Nvidia forges trio of AI-based drug discovery partnerships with AstraZeneca, Schrödinger, University of Florida

They say two heads are better than one, but Nvidia is betting four heads might be the best option for supercharging computational drug discovery.

The chip maker has established three new partnerships with the same goal in mind: furthering advanced artificial intelligence research technology in the drug discovery process.

Two of the collaborations—with AstraZeneca and the University of Florida—will incorporate transformer-based neural network architectures. This relatively new technology, a form of natural language processing, learns a language’s grammar and syntax as it works rather than requiring extensive pre-training by researchers.

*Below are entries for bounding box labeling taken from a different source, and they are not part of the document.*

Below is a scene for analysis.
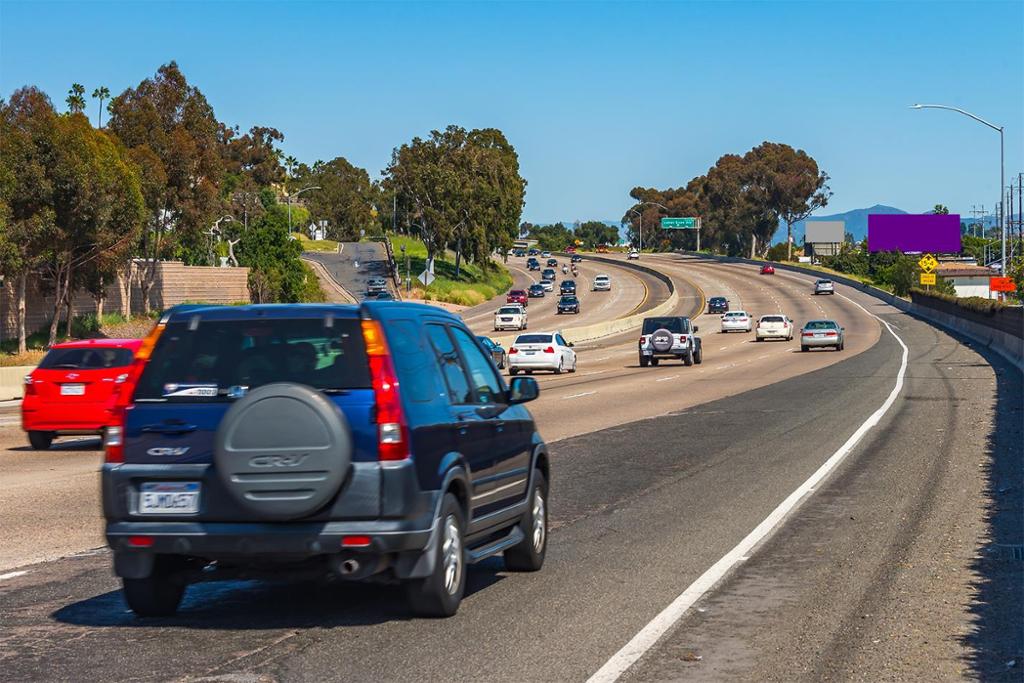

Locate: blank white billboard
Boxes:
[804,220,846,244]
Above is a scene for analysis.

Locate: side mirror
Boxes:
[509,377,541,405]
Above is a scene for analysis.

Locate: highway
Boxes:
[0,254,1024,682]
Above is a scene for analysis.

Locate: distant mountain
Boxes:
[772,204,907,245]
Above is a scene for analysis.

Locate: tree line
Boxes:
[623,141,831,258]
[0,61,525,352]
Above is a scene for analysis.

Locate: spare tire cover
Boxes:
[214,383,352,519]
[650,328,673,351]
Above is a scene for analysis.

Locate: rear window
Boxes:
[643,317,689,335]
[39,346,134,370]
[135,318,371,400]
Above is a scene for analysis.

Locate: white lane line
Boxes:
[588,295,909,683]
[562,391,597,400]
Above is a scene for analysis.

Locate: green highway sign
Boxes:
[662,218,699,229]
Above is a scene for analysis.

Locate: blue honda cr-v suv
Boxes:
[102,302,549,616]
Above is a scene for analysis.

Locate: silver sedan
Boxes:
[800,321,846,351]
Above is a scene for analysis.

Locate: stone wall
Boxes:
[0,261,250,340]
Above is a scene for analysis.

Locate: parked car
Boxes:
[367,278,387,294]
[639,315,703,368]
[101,302,549,616]
[708,297,729,313]
[722,310,754,333]
[754,313,794,341]
[22,339,142,451]
[508,332,577,376]
[495,303,527,332]
[476,337,505,370]
[555,294,580,314]
[814,280,836,295]
[800,321,846,351]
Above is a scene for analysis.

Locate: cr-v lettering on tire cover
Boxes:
[214,383,352,519]
[650,328,672,351]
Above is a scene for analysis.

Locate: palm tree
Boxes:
[92,85,111,128]
[65,83,85,114]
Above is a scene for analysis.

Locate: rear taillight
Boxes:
[362,321,409,461]
[103,405,128,464]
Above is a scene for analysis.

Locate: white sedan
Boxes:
[508,332,577,375]
[722,310,754,332]
[754,313,793,341]
[495,303,526,332]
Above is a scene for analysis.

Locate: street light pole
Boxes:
[910,104,1007,275]
[288,185,321,236]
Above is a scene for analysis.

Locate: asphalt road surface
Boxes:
[0,255,1024,681]
[302,242,395,301]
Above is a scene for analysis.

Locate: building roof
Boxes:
[935,263,996,278]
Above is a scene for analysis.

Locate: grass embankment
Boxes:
[391,234,512,306]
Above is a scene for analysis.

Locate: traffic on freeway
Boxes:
[0,0,1024,683]
[0,255,1015,680]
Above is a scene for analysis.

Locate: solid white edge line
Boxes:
[588,294,909,683]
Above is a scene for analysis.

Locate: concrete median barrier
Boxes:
[0,366,36,400]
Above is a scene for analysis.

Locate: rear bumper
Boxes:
[22,403,111,434]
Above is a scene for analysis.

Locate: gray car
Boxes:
[800,321,846,351]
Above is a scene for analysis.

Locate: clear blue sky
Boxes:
[0,0,1024,221]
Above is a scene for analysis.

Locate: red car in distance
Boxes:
[22,339,142,451]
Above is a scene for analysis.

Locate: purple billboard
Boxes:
[867,213,961,254]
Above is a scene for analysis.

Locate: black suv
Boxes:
[708,297,729,313]
[101,302,549,616]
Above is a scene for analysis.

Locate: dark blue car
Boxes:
[102,302,549,616]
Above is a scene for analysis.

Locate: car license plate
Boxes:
[138,481,200,515]
[60,384,85,396]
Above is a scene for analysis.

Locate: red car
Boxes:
[22,339,142,451]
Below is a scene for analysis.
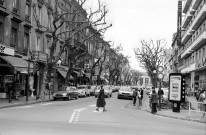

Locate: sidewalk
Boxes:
[126,95,206,123]
[0,95,53,109]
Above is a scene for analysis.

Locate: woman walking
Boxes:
[199,90,206,117]
[150,87,158,114]
[96,85,106,111]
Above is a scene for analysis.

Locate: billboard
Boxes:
[169,74,182,102]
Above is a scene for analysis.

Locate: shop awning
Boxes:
[15,67,33,74]
[0,56,33,69]
[57,69,74,80]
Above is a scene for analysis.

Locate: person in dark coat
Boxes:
[132,89,137,106]
[96,85,106,111]
[138,88,143,106]
[150,87,158,113]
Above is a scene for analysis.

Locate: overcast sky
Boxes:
[86,0,178,69]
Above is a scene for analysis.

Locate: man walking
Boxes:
[132,89,137,106]
[138,88,143,106]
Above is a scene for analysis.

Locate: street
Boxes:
[0,93,206,135]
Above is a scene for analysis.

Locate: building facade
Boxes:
[178,0,206,94]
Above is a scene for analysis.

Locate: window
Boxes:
[23,33,29,52]
[199,50,201,59]
[47,13,52,30]
[37,5,42,25]
[12,0,19,13]
[10,27,17,47]
[0,22,4,43]
[25,3,31,18]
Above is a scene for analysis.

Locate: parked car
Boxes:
[117,87,134,99]
[95,85,112,97]
[76,85,90,97]
[148,88,169,101]
[53,86,78,100]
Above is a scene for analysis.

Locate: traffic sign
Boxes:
[158,73,164,79]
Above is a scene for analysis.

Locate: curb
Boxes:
[0,99,53,109]
[142,110,206,123]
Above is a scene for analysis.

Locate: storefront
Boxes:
[0,55,33,98]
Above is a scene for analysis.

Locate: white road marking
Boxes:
[17,105,34,109]
[69,111,76,123]
[89,104,96,107]
[41,103,53,105]
[69,108,87,123]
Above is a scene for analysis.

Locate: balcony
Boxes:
[182,28,192,44]
[192,0,202,10]
[191,0,206,30]
[182,8,192,29]
[182,0,192,13]
[181,63,196,73]
[195,56,206,71]
[190,29,206,50]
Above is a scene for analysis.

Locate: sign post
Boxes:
[169,73,185,112]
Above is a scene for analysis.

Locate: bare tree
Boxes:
[134,40,167,85]
[34,0,112,90]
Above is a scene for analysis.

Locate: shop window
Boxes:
[23,33,29,54]
[10,27,18,48]
[0,22,4,43]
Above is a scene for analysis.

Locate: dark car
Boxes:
[53,86,78,100]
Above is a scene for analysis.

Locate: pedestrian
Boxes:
[96,85,107,111]
[132,88,138,106]
[150,87,158,114]
[138,88,144,106]
[40,90,46,103]
[198,89,206,117]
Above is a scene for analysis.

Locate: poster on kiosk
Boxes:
[169,75,182,102]
[169,73,185,112]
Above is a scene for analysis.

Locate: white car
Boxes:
[95,85,112,97]
[117,87,134,99]
[76,85,90,97]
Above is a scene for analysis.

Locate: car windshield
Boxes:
[121,88,132,91]
[77,86,86,89]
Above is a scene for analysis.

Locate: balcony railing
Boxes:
[195,56,206,69]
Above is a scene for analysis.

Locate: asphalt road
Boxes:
[0,93,206,135]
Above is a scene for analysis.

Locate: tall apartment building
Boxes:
[163,48,173,82]
[178,0,206,93]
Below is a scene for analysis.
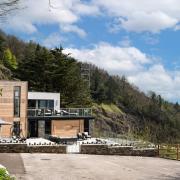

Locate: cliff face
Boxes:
[93,104,176,143]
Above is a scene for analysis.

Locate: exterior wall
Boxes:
[28,92,60,110]
[0,81,28,137]
[81,144,158,157]
[51,119,84,137]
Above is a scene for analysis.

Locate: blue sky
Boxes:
[0,0,180,102]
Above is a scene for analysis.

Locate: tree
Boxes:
[3,48,17,70]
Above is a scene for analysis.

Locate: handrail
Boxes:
[28,108,92,117]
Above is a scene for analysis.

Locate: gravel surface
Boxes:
[0,154,180,180]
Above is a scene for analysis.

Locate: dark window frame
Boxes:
[14,86,21,117]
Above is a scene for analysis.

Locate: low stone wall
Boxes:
[0,143,66,154]
[0,143,27,153]
[81,144,158,157]
[132,149,159,157]
[108,146,133,156]
[28,145,66,154]
[81,144,109,155]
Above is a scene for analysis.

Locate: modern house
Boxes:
[0,81,93,138]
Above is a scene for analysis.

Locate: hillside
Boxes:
[0,32,180,142]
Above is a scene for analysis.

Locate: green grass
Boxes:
[0,168,15,180]
[100,103,123,114]
[159,145,180,160]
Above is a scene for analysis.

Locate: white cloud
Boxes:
[94,0,180,33]
[65,42,151,74]
[65,43,180,101]
[2,0,99,37]
[60,25,86,38]
[42,33,66,48]
[3,0,180,36]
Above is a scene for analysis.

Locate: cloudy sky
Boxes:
[0,0,180,102]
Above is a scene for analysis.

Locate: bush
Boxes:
[0,168,15,180]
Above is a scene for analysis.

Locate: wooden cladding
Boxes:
[0,81,28,137]
[52,119,84,137]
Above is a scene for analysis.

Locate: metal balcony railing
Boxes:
[28,108,92,117]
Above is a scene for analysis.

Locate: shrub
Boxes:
[0,168,15,180]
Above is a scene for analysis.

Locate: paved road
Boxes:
[0,154,180,180]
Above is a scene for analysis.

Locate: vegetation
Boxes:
[0,168,15,180]
[0,32,180,143]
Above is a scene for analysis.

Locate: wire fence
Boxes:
[158,144,180,160]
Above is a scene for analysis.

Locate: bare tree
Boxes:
[0,0,21,18]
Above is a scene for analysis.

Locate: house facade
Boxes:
[0,81,93,138]
[0,81,28,137]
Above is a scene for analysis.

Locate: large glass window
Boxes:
[14,86,21,117]
[28,100,36,109]
[38,100,54,109]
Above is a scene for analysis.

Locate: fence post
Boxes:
[158,144,160,157]
[177,144,179,160]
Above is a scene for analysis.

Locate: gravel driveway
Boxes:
[0,154,180,180]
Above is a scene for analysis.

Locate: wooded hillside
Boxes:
[0,32,180,142]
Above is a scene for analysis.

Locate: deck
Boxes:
[28,108,94,120]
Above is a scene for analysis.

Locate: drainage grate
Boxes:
[41,159,51,161]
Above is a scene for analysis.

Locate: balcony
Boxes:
[28,108,92,118]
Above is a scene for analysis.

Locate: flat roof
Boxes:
[28,116,95,121]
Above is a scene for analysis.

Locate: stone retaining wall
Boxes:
[81,144,158,157]
[0,143,66,154]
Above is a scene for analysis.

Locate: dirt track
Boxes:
[0,154,180,180]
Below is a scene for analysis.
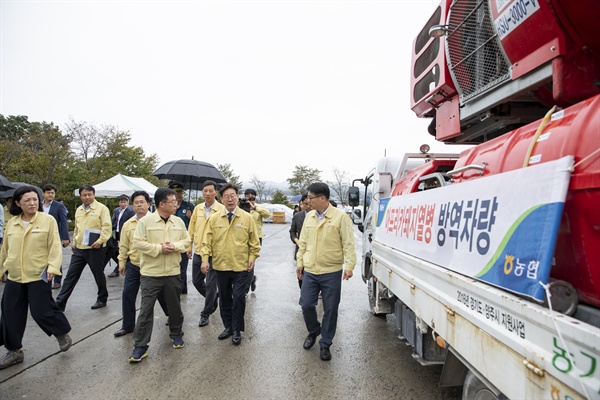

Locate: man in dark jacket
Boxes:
[109,194,135,278]
[42,183,71,289]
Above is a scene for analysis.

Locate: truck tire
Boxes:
[462,370,506,400]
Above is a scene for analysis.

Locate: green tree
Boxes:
[250,174,274,203]
[0,115,72,186]
[66,119,158,183]
[287,165,321,195]
[217,164,244,190]
[327,167,350,203]
[270,189,293,208]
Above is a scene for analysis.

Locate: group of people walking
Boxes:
[0,181,356,369]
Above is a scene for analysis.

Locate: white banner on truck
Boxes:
[374,156,573,300]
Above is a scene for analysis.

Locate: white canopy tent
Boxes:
[73,174,158,198]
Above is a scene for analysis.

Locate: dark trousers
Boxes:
[192,254,218,317]
[133,275,183,348]
[0,279,71,351]
[56,247,108,308]
[179,252,190,293]
[215,271,250,331]
[52,265,62,283]
[300,270,343,347]
[121,261,169,331]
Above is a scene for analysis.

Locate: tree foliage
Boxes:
[0,115,72,186]
[270,189,293,208]
[217,163,244,190]
[250,174,273,203]
[287,165,321,195]
[66,119,158,182]
[0,114,158,215]
[327,167,350,203]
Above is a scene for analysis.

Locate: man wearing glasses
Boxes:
[296,182,356,361]
[114,190,169,337]
[200,183,260,345]
[244,189,271,292]
[187,180,225,327]
[169,181,194,294]
[129,188,191,362]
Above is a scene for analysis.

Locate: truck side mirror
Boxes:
[348,186,360,207]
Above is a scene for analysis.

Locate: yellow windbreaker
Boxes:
[73,200,112,250]
[296,206,356,275]
[200,207,260,272]
[133,211,191,276]
[0,211,62,283]
[118,216,140,268]
[188,200,225,255]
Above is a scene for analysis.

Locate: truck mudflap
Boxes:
[372,244,600,400]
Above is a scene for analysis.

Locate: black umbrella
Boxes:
[0,182,44,201]
[152,160,227,190]
[0,174,14,190]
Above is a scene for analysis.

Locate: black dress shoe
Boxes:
[219,328,233,340]
[303,331,321,350]
[115,329,133,337]
[92,301,106,310]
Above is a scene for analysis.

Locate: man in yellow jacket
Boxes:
[56,185,112,311]
[296,182,356,361]
[129,188,191,362]
[188,180,225,327]
[114,190,169,337]
[200,183,260,345]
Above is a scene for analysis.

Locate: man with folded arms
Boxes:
[187,180,225,327]
[56,185,112,311]
[200,183,260,345]
[129,188,190,362]
[296,182,356,361]
[115,190,169,337]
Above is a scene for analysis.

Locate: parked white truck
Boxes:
[349,0,600,400]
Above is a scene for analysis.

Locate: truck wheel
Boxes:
[462,371,505,400]
[367,275,385,317]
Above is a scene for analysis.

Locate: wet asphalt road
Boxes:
[0,224,455,400]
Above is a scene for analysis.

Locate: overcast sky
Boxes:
[0,0,468,184]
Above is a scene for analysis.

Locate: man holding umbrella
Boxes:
[169,181,194,294]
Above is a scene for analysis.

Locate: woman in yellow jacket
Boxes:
[0,186,72,369]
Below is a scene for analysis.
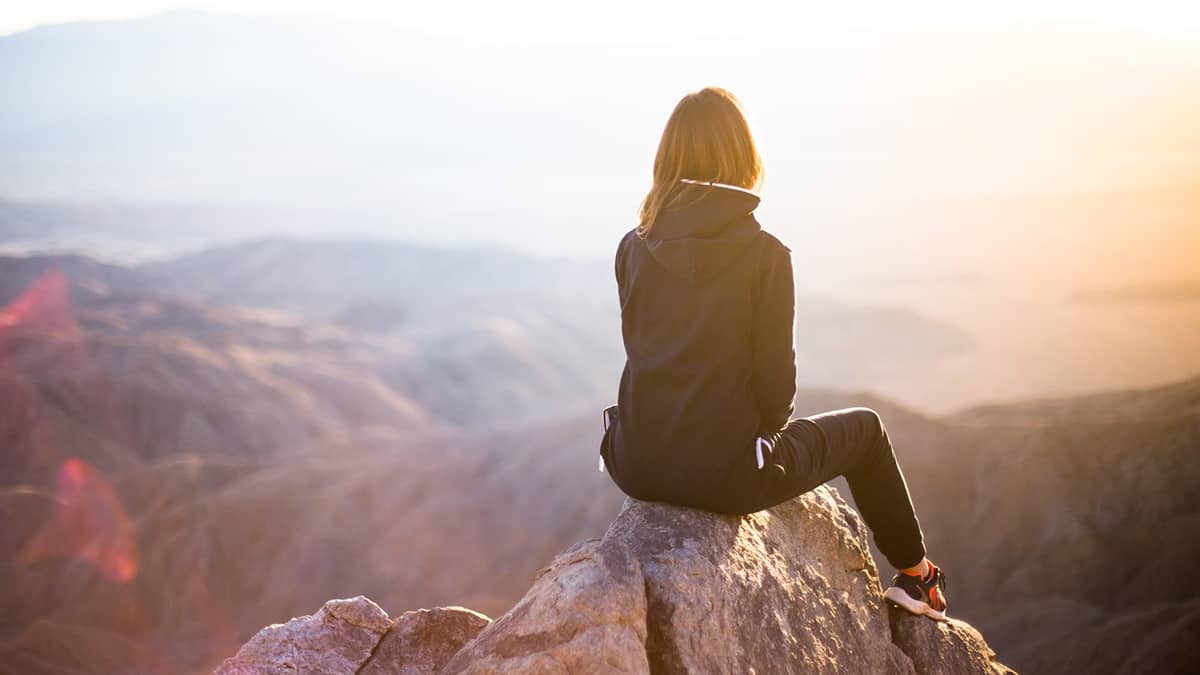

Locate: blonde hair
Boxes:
[637,86,762,238]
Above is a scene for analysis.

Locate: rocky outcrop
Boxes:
[218,486,1012,675]
[216,596,491,675]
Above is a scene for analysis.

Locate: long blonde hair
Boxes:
[637,86,762,238]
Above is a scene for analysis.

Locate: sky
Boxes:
[7,0,1200,43]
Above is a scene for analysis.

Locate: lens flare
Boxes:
[17,458,138,584]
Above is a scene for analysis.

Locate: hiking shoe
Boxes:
[883,562,946,621]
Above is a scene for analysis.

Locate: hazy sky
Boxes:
[7,0,1200,43]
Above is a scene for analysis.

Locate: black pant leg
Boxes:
[763,407,925,569]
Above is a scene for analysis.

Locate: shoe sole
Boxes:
[883,586,949,621]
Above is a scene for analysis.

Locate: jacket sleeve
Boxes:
[613,229,629,310]
[751,241,796,435]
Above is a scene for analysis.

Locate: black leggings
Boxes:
[714,407,925,569]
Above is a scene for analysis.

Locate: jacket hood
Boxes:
[646,181,762,285]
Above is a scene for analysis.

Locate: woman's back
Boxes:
[606,181,796,507]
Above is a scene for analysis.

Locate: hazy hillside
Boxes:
[0,248,1200,673]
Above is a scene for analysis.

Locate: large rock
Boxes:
[888,607,1015,675]
[218,486,1012,675]
[216,596,391,675]
[216,596,491,675]
[442,539,649,675]
[358,607,492,675]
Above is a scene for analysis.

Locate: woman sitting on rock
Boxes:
[600,88,946,619]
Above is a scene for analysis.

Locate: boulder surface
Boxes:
[218,486,1012,675]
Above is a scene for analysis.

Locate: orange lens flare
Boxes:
[17,458,138,584]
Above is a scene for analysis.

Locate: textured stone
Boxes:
[216,596,391,675]
[359,607,492,675]
[606,488,912,673]
[889,608,1015,675]
[443,539,649,675]
[221,486,1012,675]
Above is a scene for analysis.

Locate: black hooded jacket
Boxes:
[601,184,796,510]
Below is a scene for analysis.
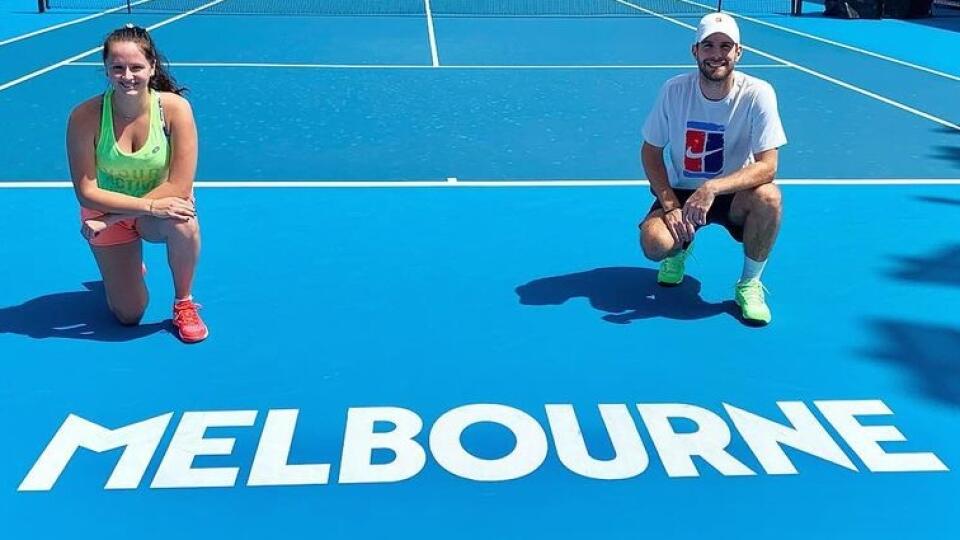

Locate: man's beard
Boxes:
[697,61,733,82]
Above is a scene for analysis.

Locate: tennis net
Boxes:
[38,0,799,17]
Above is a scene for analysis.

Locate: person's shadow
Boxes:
[516,267,740,324]
[0,281,169,341]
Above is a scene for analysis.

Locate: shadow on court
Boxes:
[516,267,739,324]
[933,125,960,167]
[0,281,169,341]
[889,244,960,287]
[864,320,960,405]
[915,195,960,206]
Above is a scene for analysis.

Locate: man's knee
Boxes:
[751,183,783,213]
[640,224,674,262]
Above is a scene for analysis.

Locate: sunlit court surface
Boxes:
[0,0,960,540]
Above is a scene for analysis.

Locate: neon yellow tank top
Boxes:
[96,89,170,197]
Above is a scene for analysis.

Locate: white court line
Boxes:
[0,0,152,47]
[69,62,793,70]
[0,177,960,189]
[616,0,960,131]
[0,0,224,92]
[423,0,440,67]
[680,0,960,81]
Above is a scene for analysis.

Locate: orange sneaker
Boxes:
[173,300,210,343]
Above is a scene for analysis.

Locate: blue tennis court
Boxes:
[0,0,960,539]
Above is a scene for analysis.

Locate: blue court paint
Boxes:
[0,6,960,539]
[0,186,960,538]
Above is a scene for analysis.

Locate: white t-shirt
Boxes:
[643,71,787,189]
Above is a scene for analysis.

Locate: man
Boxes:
[640,13,787,325]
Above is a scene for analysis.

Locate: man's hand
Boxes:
[683,183,717,227]
[663,207,696,246]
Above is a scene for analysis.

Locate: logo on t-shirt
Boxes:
[683,121,725,178]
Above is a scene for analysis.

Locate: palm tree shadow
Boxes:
[0,281,169,341]
[860,319,960,406]
[516,267,740,324]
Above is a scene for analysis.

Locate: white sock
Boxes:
[740,255,767,283]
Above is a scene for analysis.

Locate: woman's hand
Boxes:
[150,197,197,221]
[80,218,110,241]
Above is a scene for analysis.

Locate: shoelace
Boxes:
[663,247,697,272]
[740,279,770,302]
[173,302,203,324]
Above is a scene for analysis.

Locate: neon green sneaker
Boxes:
[657,242,693,287]
[734,279,773,326]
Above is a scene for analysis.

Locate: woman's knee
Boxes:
[168,219,200,238]
[110,301,147,326]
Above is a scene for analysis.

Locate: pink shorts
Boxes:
[80,207,140,246]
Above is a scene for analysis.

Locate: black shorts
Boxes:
[644,189,743,242]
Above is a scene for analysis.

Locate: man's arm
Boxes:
[640,141,695,244]
[704,148,777,195]
[683,148,777,225]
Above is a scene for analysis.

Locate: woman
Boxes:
[67,24,208,343]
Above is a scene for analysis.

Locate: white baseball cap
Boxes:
[696,13,740,45]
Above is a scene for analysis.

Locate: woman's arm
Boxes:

In the same way, the technology can master the “language” of biochemistry, allowing it to search massive data sets for potential molecular targets and predict how they might react to certain chemicals, all without being fed manually annotated examples before beginning processing.

With the Big Pharma, Nvidia is developing a model for reaction prediction, molecular optimization and de novo molecule creation called the MegaMolBART model. It will be built on the partners’ transformer frameworks—Nvidia’s Megatron and AstraZeneca’s MolBART—and trained on the public-access ZINC database of chemical compounds.

Through that training, the model will gain a thorough understanding of chemical structure, which it will use to predict chemical reactions and devise novel molecular structures that could potentially become new drug candidates.

Once complete, MegaMolBART will be offered as an open-source model, available to all researchers via Nvidia’s NGC software catalog. It will also be one of the first projects processed using Cambridge-1, the U.K.’s most powerful supercomputer, which is currently under development by Nvidia, AstraZeneca, GlaxoSmithKline and the National Health Service.

Meanwhile, at the University of Florida, the new GatorTron model is being built on Nvidia’s BioMegatron transformer and trained on more than 2 million UF Health patients’ records, representing more than 50 million clinical interactions.

The resulting model will have both clinical and pharmacological uses. Through its ability to identify the best candidates for clinical trials and predict life-threatening conditions, GatorTron will simultaneously speed up the drug-testing process, from clinical trial recruitment to analysis of the trials’ results.

“GatorTron leveraged over a decade of electronic medical records to develop a state-of-the-art model,” Joseph Glover, the university’s provost, said. “A tool of this scale will enable healthcare researchers to unlock insights and reveal previously inaccessible trends from clinical notes.”

A third AI-based partnership announced this week will see Nvidia join forces with digital molecule designer Schrödinger to enhance the latter’s existing computational drug discovery platform. The pair will make Schrödinger’s software compatible with Nvidia’s supercomputer systems, resulting in even faster and more accurate molecular modeling.

The platform will be available to any pharmaceutical company with access to Nvidia’s newly unveiled DGX SuperPOD cloud-based supercomputer.

“Computational drug discovery is improving accuracy with Schrödinger’s advanced combination of simulation with machine learning,” Kimberly Powell, Nvidia’s vice president of healthcare, said. “Together, we’re giving the pharmaceutical industry a scientific instrument that delivers super-high-throughput lead generation to improve and accelerate the success of drug candidates.”